Торжествуя победу, весь мир поправши, На добыче, скошенной будто трава, Как бог себя на своем алтаре заклавший, Смерть лежит, мертва.

Алджернон Чарлз Суинберн. "Забытый сад".


Когда я пришел в сознание, а вернее, когда сознание пришло ко мне - чего лично мне совсем не хотелось, - выяснилось, что я лежу в гробу, который заколачивают.

Стук молотков пробудил все привычные боли, а также и совсем новые. Из новых же мучительней всего был леденящий холод.

Я решил, что стучат десять молотков, и шляпки гвоздей жмутся друг к другу, как жемчужины на нитке.

Я знал, что все еще нахожусь на Терре, ибо Сила Тяжести пребывала со мной и в гробу. Меня глубоко возмутило, что Сила Тяжести действует даже в гробу, это же нечестно! Уж, казалось бы, смерть принесет освобождение от этой пакости, так нет же! Но чего и ждать от безжалостной и беспощадной Терры?

Я приказал глазам открыться, чтобы узреть непроницаемый мрак вокруг. Что он непроницаем, я был уверен - ни проблеска света не просачивалось сквозь мои сомкнутые веки.

Тем более отяжелевшие, слипшиеся веки отказывались разомкнуться. Еще одно доказательство, что я действительно мертв.

Решение загадки, почему и мертвый я ощущаю боль, я решил отложить на потом. Как-то не хотелось признать, что ад все-таки существует.

Положение следовало оценивать философски: невыносимый холод, абсолютная темнота… Что ж, я в гробу. Ну, а в гробу должно быть холодно и темно.
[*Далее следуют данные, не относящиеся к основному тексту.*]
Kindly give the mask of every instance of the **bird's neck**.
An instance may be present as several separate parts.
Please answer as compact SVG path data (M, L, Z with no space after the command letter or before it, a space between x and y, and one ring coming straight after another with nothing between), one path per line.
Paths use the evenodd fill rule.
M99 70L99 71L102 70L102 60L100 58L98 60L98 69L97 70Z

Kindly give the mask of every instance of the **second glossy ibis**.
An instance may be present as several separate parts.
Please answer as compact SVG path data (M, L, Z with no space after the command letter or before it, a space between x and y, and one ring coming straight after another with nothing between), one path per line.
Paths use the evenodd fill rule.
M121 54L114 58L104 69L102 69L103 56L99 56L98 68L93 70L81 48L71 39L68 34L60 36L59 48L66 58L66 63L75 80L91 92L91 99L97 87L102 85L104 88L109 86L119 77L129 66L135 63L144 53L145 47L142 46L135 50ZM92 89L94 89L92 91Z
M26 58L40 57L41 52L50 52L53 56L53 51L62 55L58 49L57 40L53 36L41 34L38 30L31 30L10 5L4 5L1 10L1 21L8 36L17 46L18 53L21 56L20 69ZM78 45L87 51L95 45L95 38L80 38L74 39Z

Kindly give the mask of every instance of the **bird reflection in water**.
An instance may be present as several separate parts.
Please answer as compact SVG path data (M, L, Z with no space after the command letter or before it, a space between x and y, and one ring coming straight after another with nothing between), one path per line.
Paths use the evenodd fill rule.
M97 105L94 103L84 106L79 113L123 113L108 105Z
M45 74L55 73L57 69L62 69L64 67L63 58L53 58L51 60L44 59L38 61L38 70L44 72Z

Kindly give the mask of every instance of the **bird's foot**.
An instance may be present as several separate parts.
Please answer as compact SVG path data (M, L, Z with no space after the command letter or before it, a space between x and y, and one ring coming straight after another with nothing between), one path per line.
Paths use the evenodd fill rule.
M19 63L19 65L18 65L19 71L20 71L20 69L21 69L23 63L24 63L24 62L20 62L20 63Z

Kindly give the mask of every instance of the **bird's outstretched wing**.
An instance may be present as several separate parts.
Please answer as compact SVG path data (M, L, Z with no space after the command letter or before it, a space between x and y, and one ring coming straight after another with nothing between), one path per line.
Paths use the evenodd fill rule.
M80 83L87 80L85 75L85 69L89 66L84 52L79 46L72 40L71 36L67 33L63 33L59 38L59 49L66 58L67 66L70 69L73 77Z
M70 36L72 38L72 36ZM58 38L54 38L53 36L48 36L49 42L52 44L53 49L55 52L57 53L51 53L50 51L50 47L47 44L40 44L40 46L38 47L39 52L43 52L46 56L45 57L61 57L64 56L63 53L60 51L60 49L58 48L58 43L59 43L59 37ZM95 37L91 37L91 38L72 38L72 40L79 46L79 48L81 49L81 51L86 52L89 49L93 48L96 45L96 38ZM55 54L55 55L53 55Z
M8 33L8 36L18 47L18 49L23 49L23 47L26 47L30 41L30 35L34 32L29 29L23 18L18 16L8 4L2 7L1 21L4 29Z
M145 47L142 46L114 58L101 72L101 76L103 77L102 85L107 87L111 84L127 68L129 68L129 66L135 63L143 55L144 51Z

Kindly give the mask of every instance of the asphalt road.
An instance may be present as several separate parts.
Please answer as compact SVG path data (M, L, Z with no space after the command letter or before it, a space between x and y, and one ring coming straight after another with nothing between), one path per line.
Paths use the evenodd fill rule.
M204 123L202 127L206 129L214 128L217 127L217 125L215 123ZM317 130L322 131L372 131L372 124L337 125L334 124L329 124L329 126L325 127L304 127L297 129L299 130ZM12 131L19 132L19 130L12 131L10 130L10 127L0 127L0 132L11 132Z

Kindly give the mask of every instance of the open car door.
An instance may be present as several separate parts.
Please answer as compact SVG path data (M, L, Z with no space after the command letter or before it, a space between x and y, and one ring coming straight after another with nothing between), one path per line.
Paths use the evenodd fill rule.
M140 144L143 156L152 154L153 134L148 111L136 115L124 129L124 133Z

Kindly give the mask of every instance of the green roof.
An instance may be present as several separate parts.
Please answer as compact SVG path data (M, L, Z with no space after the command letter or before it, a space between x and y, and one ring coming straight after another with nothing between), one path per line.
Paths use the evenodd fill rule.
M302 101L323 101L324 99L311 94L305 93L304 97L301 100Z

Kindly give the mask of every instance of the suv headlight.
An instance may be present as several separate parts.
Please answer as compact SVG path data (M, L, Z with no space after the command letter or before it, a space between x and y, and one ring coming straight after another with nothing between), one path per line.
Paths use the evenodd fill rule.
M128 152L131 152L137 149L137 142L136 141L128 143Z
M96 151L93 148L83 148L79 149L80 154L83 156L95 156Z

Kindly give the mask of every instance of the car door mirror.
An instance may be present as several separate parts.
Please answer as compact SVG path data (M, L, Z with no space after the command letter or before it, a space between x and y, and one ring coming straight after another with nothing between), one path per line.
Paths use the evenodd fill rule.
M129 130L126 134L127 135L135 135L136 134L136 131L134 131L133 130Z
И гробы предназначены для того, чтобы их забивали (хотя с этим гробом возятся просто невыносимо долго!).

Главное же, чего ты ждешь от гроба, если окончательно не разуверился в порядочности человечества, так это внутренних размеров по мерке, что в моем случае означает длину примерно в десять футов, ширину - в два, высоту - в полтора. А если человечество еще и сострадательно, то гроб внутри обивают - предпочтительно стеганым шелком.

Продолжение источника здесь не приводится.